Various patches shrink the size of internal data structures to their minimum values. Target structures include the block and char device names hash tables, the maximum number of swapfiles, the maximum number of processes, the futex hash table, CRC lookup tables, and many others.
For truly daring users, the -tiny kernel has an option to remove printk() from the kernel entirely, along with its associated buffers and most of the strings passed to printk(). The space savings will be considerable; you just have to hope that the kernel has nothing important to tell you. Strings for BUG() and panic() calls can also be removed.
Various subsystems which are not normally optional become so. With the -tiny kernel, it is possible to configure out sysfs (which can take a lot of run-time memory), asynchronous I/O, /proc/kcore, ethtool support, core dump support, etc.
Inline functions are heavily used in the kernel; they can improve performance, and, in some situations, the use of inline code is mandatory. Excessive use of inline functions can bloat the size of the kernel considerably, however. The -tiny kernel includes a patch which makes the compiler complain about the use of inline functions, allowing a size-conscious developer to find which ones are invoked most often.

There are almost 80 separate patches in all. Matt claims that his kernel, when configured with a full networking stack, fits "comfortably" on a 4MB box, which is, indeed, considered small these days.
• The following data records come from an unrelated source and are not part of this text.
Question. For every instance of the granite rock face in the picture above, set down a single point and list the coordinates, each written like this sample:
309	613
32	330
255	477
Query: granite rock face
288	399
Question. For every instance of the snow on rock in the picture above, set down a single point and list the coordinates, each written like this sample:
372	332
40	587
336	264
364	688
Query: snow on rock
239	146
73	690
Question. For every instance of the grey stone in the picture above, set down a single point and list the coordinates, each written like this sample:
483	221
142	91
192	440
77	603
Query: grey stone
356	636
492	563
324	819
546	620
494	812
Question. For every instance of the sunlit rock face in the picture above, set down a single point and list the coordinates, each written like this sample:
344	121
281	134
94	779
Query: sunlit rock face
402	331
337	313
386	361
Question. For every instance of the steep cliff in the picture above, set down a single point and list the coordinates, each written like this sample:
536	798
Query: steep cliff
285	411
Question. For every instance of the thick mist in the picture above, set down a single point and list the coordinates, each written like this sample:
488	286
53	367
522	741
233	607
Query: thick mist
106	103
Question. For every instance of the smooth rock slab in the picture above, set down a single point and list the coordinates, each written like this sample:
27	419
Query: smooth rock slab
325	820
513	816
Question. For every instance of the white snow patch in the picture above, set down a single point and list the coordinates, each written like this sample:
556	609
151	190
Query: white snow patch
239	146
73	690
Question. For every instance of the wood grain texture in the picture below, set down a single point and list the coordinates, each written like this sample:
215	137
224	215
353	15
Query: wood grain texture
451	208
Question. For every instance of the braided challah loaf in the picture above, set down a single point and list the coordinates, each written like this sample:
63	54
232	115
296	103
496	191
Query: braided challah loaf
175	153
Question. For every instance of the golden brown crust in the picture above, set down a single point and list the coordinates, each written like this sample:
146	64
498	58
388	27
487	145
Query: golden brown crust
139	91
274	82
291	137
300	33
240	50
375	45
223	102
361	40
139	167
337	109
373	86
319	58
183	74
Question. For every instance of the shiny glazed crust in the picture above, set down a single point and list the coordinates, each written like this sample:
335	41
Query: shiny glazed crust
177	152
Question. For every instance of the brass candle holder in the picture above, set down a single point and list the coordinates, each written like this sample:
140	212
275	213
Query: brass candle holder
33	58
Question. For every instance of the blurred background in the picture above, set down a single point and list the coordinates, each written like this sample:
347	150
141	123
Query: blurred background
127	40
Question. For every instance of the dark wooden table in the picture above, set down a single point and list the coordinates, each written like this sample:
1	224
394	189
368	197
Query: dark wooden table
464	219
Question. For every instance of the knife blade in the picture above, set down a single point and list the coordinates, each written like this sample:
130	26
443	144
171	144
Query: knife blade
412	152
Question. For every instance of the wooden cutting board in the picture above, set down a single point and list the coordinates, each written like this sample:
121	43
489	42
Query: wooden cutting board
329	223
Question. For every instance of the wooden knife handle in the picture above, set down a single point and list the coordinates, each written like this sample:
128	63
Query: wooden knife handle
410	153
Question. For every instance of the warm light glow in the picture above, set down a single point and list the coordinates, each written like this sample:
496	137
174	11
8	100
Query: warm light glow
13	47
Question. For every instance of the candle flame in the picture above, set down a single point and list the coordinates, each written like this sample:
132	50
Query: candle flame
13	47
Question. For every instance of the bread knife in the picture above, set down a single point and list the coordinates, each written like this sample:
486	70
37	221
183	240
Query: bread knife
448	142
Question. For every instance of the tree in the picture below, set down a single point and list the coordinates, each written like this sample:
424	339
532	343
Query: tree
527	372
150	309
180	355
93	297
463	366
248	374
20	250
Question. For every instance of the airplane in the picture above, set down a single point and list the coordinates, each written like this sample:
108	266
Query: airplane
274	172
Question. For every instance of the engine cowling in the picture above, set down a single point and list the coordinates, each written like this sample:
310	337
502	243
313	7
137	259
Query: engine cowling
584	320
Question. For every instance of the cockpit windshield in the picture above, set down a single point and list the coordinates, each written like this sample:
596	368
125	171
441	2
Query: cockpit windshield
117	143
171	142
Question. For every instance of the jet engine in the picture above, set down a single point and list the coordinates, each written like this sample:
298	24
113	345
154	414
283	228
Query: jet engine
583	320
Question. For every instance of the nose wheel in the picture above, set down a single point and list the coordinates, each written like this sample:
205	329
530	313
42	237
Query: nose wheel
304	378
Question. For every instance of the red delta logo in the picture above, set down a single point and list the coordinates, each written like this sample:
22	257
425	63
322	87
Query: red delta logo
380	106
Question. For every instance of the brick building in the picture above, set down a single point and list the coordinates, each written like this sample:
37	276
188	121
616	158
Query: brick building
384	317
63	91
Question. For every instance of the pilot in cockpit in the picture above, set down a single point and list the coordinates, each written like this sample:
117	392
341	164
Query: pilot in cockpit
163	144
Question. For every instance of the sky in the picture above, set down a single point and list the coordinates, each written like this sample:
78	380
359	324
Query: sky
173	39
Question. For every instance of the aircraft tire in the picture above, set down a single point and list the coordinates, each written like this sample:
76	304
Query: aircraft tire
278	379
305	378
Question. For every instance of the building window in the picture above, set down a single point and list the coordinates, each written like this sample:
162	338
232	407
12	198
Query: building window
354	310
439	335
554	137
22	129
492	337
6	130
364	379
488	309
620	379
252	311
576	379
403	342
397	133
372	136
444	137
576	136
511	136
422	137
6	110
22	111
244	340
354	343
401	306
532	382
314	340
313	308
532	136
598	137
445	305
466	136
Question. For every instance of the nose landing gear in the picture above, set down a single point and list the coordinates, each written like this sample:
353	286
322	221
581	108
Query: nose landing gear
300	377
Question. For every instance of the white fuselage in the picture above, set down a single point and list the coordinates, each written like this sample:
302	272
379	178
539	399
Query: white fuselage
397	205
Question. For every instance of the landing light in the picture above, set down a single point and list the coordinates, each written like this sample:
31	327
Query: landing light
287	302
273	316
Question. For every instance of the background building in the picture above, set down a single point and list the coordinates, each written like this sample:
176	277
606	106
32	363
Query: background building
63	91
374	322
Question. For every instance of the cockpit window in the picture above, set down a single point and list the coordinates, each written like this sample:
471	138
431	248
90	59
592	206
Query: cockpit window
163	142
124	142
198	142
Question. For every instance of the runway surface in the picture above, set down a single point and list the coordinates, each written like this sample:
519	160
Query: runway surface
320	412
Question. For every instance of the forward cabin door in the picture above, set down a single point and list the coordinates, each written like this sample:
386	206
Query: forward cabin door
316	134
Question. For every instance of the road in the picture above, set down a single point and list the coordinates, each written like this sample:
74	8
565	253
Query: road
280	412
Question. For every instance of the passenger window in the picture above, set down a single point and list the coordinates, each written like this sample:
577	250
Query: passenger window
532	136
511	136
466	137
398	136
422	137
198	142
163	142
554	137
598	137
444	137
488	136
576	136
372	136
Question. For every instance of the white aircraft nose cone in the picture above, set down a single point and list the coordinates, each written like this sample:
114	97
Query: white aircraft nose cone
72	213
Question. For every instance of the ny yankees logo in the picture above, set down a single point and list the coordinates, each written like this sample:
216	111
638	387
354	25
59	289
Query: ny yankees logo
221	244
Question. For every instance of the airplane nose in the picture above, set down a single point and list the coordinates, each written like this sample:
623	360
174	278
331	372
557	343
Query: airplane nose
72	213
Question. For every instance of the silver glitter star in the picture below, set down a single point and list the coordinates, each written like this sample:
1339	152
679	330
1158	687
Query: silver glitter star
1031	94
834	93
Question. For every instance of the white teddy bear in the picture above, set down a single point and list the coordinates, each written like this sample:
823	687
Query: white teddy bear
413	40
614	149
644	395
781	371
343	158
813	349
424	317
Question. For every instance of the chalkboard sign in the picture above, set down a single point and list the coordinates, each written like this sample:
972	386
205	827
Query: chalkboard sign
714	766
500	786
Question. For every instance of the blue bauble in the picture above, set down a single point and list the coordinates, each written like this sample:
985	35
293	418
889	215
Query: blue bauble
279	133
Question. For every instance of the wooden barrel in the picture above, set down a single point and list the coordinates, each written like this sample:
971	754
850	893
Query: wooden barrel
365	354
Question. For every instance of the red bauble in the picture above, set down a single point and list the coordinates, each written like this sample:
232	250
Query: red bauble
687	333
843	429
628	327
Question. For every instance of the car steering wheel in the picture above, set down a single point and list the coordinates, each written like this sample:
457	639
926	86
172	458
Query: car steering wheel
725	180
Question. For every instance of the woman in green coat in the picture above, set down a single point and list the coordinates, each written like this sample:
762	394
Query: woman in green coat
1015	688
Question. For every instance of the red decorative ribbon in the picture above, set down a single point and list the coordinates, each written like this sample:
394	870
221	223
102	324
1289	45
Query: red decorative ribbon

Matt has some ambitious future plans, including cutting functionality out of the console subsystem and (an idea that is sure to raise some eyebrows) making parts of the kernel be pageable. It remains to be seen whether things will get that far, but there is no doubt that making Linux work on small systems is a worthy goal.

Linux for little systems

Posted Dec 18, 2003 2:34 UTC (Thu) by flewellyn (subscriber, #5047) [Link] (3 responses)

Building the kernel with the -Os compiler option, which instructs gcc to optimize for size. This option results in a smaller kernel; interestingly, there have also been reports that -Os yields better performance on large systems as well, since the resulting executable has better cache behavior.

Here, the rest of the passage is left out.